= Infinite Detail =

2019 novel by Tim Maughan

Infinite Detail is a 2019 science fiction novel by British author Tim Maughan.

== Summary ==
=== Setting ===
The novel is set in a near-future Bristol.

== Themes ==
Valentina Palladino of Ars Technica wrote that the novel "shows how the “infinite detail” lifestyle, one full of noise and data constantly thrown at you from all sides, can be used to empower some and enslave others. He also explores how easily both corporations and smart individuals can weaponize technology to use it against the masses as well as further self-serving agendas." Nathan Jefferson of the Los Angeles Review of Books wrote that the novel explored "both the unwitting consequences of our contemporary regimes of datafication and surveillance and the conditions of possibility for life, art, and culture in their wake," saying that, "for Maughan, culture is resolutely material, bound up in the media of everyday life. What, then, happens to cultural production when the dominant medium of our moment, the cloud, evaporates?"

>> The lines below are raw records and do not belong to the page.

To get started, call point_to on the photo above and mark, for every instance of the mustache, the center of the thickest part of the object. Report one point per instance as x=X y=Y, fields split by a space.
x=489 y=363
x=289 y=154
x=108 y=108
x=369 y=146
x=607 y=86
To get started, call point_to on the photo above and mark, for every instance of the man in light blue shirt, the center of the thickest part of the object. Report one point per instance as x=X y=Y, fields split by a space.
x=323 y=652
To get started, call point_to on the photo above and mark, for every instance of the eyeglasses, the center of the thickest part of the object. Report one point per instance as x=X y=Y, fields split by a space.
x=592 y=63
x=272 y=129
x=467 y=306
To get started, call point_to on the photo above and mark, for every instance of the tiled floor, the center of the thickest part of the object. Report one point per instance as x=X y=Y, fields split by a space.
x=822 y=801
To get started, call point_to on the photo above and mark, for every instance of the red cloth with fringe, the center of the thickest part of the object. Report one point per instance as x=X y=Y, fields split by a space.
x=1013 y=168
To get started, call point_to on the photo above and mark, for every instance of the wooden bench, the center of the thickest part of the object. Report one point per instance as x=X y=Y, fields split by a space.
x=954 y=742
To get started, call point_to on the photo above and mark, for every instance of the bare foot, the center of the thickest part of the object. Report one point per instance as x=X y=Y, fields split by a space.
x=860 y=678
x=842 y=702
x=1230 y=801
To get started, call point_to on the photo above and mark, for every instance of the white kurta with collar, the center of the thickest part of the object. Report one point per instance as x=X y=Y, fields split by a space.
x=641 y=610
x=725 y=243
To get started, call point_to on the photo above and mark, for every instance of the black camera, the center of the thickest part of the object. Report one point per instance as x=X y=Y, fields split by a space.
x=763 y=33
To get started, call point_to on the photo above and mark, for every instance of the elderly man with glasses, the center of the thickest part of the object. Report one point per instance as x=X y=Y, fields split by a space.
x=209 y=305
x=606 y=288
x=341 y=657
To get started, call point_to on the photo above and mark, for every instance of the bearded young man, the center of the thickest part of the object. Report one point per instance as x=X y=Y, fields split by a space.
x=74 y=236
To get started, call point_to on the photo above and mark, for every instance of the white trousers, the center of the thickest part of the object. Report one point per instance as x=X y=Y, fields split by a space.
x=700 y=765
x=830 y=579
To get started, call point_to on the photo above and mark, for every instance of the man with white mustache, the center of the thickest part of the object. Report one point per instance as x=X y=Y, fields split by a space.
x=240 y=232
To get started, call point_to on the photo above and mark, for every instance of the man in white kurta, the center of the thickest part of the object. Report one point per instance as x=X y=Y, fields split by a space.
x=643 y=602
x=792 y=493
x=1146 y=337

Electra Pritchett of Strange Horizons noted that the novel explored the global supply chain as well as "how the algorithms of the Internet, from social media to the stock market, already control far more of our lives than we realize." Paul Graham Raven of the British Science Fiction Association has stated that one of the central themes of the novel is "the mediation of social relations by global infrastructural networks of inscrutable complexity. It’s not just about who (or rather what) you trust to recommend things, but who you trust to keep you safe, to keep the lights on and the shops stocked... It's about the failure of utopias, but it’s also about why utopias fail: about the cruel efficiency of networks, and the role of power and significance therein, but also about the cruelty of removing them suddenly without an adequate plan for their replacement." Ian Mond of Locus Magazine noted the novel's "critique on the nature of revolution," saying that Maughan "appreciates that the internet, the cloud, those pesky algorithms are firmly embedded in our capitalist reality and that disentangling ourselves, without completely destroying civilisation as we know it, will be a difficult task."

== Reception ==
Kirkus Reviews described the novel as "thoughtful" and "an original and engaging work of kitchen-sink dystopia." Paul Graham Raven of the British Science Fiction Association described the novel as "a tapestry of near-term prognostication that stuns you with its contextual implications, while its streetwise prose gets to work on picking your emotional pockets." Ian Mond of Locus Magazine described the novel as "politically astute, fascinating, and depressing," saying it was "timely and powerful."

Valentina Palladino of Ars Technica said that the novel was "one of those rare novels that, if you enjoyed it the first time, you’ll want to re-read it to catch details that you missed the first time around," but that it had "polarizing parts," notably that "the plot is pretty loose. The novel feels more like a bunch of character studies about individuals experiencing the same dystopian reality, with thin threads tying them together."